Maharashtra Board Class 11 Chemistry Solutions Chapter 6 Redox Reactions

Balbharti Maharashtra State Board 11th Chemistry Textbook Solutions Chapter 6 Redox Reactions Textbook Exercise Questions and Answers.

Maharashtra State Board 11th Chemistry Solutions Chapter 6 Redox Reactions

1. Choose the most correct option

Question A.
Oxidction numbers of Cl atoms marked as Cl^a and Cl^b in CaOCl₂ (bleaching powder) are

a. zero in each
b. -1 in Cl^a and +1 in Cl^b
c. +1 in Cl^a and -1 in Cl^b
d. 1 in each
Answer:
b. -1 in Cl^a and +1 in Cl^b

Question B.
Which of the following is not an example of redox reacton ?
a.

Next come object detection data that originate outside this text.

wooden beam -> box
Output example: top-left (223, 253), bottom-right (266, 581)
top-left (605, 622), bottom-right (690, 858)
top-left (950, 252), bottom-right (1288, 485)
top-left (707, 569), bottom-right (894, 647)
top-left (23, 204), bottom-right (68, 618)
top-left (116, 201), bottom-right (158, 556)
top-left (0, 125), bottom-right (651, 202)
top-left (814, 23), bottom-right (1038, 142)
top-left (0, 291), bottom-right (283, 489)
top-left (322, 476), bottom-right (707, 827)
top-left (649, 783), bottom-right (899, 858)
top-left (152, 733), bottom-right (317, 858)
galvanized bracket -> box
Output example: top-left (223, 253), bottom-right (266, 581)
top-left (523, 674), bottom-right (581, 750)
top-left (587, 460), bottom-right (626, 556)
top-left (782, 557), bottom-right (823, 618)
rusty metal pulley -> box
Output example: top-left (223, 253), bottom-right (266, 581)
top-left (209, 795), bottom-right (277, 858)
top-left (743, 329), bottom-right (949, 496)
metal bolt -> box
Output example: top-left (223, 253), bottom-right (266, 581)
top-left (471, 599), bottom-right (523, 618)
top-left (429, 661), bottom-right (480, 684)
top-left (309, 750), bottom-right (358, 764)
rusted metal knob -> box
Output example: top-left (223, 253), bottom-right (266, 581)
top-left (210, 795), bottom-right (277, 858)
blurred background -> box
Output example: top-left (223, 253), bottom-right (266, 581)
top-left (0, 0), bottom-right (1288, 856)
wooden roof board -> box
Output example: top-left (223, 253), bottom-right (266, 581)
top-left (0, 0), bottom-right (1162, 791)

CuO + H₂ → Cu + H₂O
b. Fe₂O₃ + 3CO₂ → 2Fe + 3CO₂
c. 2K + F₂ → 2KF
d. BaCl₂ + H₂SO₄ → BaSO₄ + 2HCl
Answer:
d. BaCl₂ + H₂SO₄ → BaSO₄ + 2HCl

Question C.
A compound contains atoms of three elements A, B and C. If the oxidation state of A is +2, B is +5 and that of C is -2, the compound is possibly represented by
a. A₂(BC₃)₂
b. A₃(BC₄)₂
c. A₃(B₄C)₂
d. ABC₂
Answer:
b. A₃(BC₄)₂

Question D.
The coefficients p, q, r, s in the reaction
\(\mathrm{pCr}_{2} \mathrm{O}_{7}^{2-}\) + q Fe^2⊕ → r Cr^3⊕ + s Fe^3⊕ + H₂O respectively are :
a. 1, 2, 6, 6
b. 6, 1, 2, 4
c. 1, 6, 2, 6
d. 1, 2, 4, 6
Answer:
c. 1, 6, 2, 6

Question E.
For the following redox reactions, find the correct statement.
Sn^2⊕ + 2Fe^3⊕ → Sn^4⊕ + 2Fe^2⊕
a. Sn^2⊕ is undergoing oxidation
b. Fe^3⊕ is undergoing oxidation
c. It is not a redox reaction
d. Both Sn^2⊕ and Fe^3⊕ are oxidised
Answer:
a. Sn^2⊕ is undergoing oxidation

Question F.
Oxidation number of carbon in H₂CO₃ is
a. +1
b. +2
c. +3
d. +4
Answer:
d. +4

Question G.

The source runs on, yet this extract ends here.